Marikana is different from these moments because the police firing shots here represented a democratically elected government of the African National Congress (ANC), the party of Nelson Mandela, an organization that once carried the hopes and dreams of freedom lovers across the planet. Yet these police of the ANC government seemed to be acting like their predecessors. Of course, the majority of the police were black (though from the videos there seems to be a white man giving the commands). But Marikana is not a once-off event, not an aberration, or in many ways even a surprise. Marikana, like Sharpeville, like Soweto, like Bhisho, had been long in the making. If it wasn’t Marikana, we would have had another “moment” somewhere in South Africa—in a mine, a township, a factory, or maybe even in a city center. So to understand Marikana, we need to look more broadly at what has been happening in South Africa in the past eighteen years since the first democratic election in 1994.
The Mining Industry in South Africa
Historically, mining has been central to the South African economy. The country’s growth and development into the most industrialized economy on the African continent was founded on this industry—first the discovery of diamonds at Kimberley in 1867, then the discovery of gold some two decades later. Mining is what drove imperialists to take over this country and run it with a racist, militaristic colonial system, and later apartheid. Capital accumulation from mineral extraction precipitated the formation of South Africa’s homegrown corporate conglomerates—Anglo-American, DeBeers, Goldfields, and the opulent families of the white ruling class, most notably the Oppenheimers.
Although we are now eighteen years down the road from South Africa’s first one-person, one-vote elections, mining is still central to the economy. About a quarter of South Africa’s exports come from mining. South Africa is number two in the world in gold production and produces 80 percent of the world’s platinum, the ore mined at the Lonmin mine in Marikana.
Democracy has been good to the mining industry. During the days of apartheid, the international boycotts kept huge mining companies out of global markets. They were pariahs. Since 1994 they’ve been all over the place, relocating their global headquarters to London and New York, floating shares on the NYSE, merging with major Australian mining companies, buying up mineral rights and mines across the African continent. They couldn’t do any of this before 1994; ever since, South African democracy has been, as Wisconsin governor Scott Walker likes to say, “open for business.” During this period the ANC evolved into a party that increasingly adopted free market dogma and enacted its tenets with a vengeance. Meanwhile, the white mining capitalists, like Lonmin’s CEO Ian Farmer (who earns $3 million year), have maintained their position of privilege while providing some openings for politically connected black partners like Patrice Motsepe, worth about $2.7 billion, making him the 442nd richest person and fourth wealthiest black person in the world (a few notches above Oprah).
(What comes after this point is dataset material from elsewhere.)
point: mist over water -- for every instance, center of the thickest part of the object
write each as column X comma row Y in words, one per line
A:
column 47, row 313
In order to fully understand the mining industry, however, we also need to examine its workforce. During the twentieth century mineworkers epitomized apartheid’s oppression and exploitation of black labor. Some 69,000 miners died in work-related incidents during the pre-1994 era. Mineworkers were cheap, migrant black workers drawn not only from the hinterlands of South Africa but from the entire region—Botswana, Mozambique, Zimbabwe, Zambia, even as far away as Tanzania. During the 1970s and ’80s, mineworkers found ways to fight back, forming the National Union of Mineworkers. By 1983 the NUM had some 20,000 workers. By 1986 they were the fastest growing union in the world, with nearly a quarter of a million in their ranks. And in that year alone, they pulled off 113 strikes. In 1987, at the height of a national state of emergency targeted to suppress all anti-government political activity, the NUM embarked on a national walkout. By that time their ranks had swelled to 300,000. And virtually all of them went out, facing down the police just like their heirs did at Marikana, with their traditional weapons, their bare hands, and their indomitable collective spirit.
The 1987 mineworkers strike was a revolutionary moment in South Africa, the most important strike in the history of the anti-apartheid struggle. The miners stood strong for three weeks against the might of the apartheid state. The bosses fired 50,000 workers but the miners still stayed away. In the end, they lost the strike but won the war. The strike showed that, even with its apparatus of repression, the white government could not keep black workers under its thumb any longer. And at the center of this strike sat the leader of the NUM, a young lawyer named Cyril Ramaphosa, at that time the NUM general secretary. (Remember that name.)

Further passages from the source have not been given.